I picked up the carton to confirm that it had no added sugar. Nope, it was unsweetened. It said so right on the label. See it there in the picture? Don’t think I don’t like sugar, as I LOVE it, but sugar doesn’t like me back.
I’m a big label reader as a result of my food sensitivities, so I turned the carton around to take another look at the ingredient list. I was curious what type of thickener was used. No guar gum listed; that was good.
As I continued to read, this caught my eye: “Allergen statement: Contains soy.”Huh? Soy? In almond milk? That’s a problem, as soy is a known trigger for my symptoms.
I turned the carton around to look at the front. Out loud, to no one in particular, I announced, “This isn’t almond milk. It’s soy milk!”
It wasn’t laughable then, but it is now.
My husband and I came to the easy-to-draw conclusion that the soy milk was the culprit for my ten-times-worse-than-usual symptoms.Then I came to the hard-to-defend conclusion that I may as well finish my coffee, as there was such a tiny amount of soy in it.
Are you as incredulous as me that I would even consider taking another microscopic sip? That I would risk my enjoyment of Thanksgiving? My priorities were clearly messed up more than a gravy stain on a lace tablecloth.
Dumping out my coffee felt like a waste—of coffee, time, money, food, resources. I hate waste. I was brought up never to waste food. Poor people are starving, after all.
But my wise husband stopped me before I made a regrettable mistake.
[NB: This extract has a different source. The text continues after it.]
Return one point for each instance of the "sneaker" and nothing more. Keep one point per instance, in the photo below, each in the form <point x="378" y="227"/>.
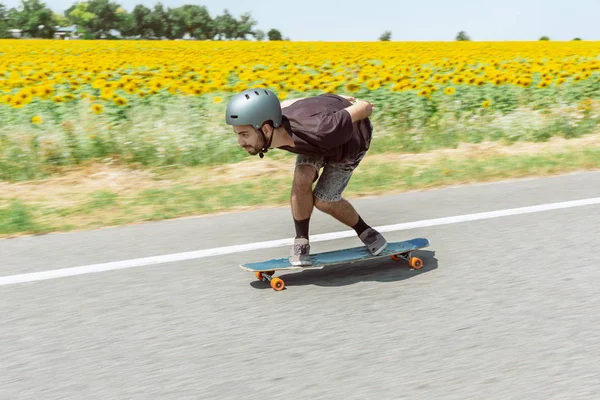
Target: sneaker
<point x="300" y="254"/>
<point x="374" y="241"/>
“Karen—throw it out,” Michael insisted. “We have more coffee.”
He was so right. I dumped the coffee and emptied the almost full carton into the sink.
The soy didn’t kill me. I’m alive and well enough to type and laugh about it. I had an unopened carton of almond milk in the fridge (don’t worry—I triple checked the label) to salvage my fresh cup of morning joe
It was more delicious than I remembered.
And here are the lessons of Thanksgiving I learned:
1. Listen to the wise people in your life. If it’s a spouse or partner, thank them effusively.
2. However you celebrate this day of thanks, and even if you don’t celebrate, focus on what really matters and don’t sweat the small stuff. I was willing to let $3.29 ruin another 24 or 36 or 48 hours for me. It wasn’t worth it.
3. Dump any toxicity from your life, (especially romaine lettuce!) and replace it with things or people that make you feel good.
4. When you don’t follow steps 2) or 3), laugh about the mistake and be thankful that you’re human.
5. What doesn’t kill you teaches you a lesson. If it’s not obvious, dig deep—it’s there.
6. If you’re reading this, you’re alive. Be thankful. If you laugh today, be doubly thankful.
7. If your hands have ever picked up something other than what your eyes saw, read labels very carefully today. Be mindful. You’ll thank me later.
8. Enjoy this day. Milk it for all its worth.
Have your hands ever picked up something other than what your eyes saw? Will you share your story here?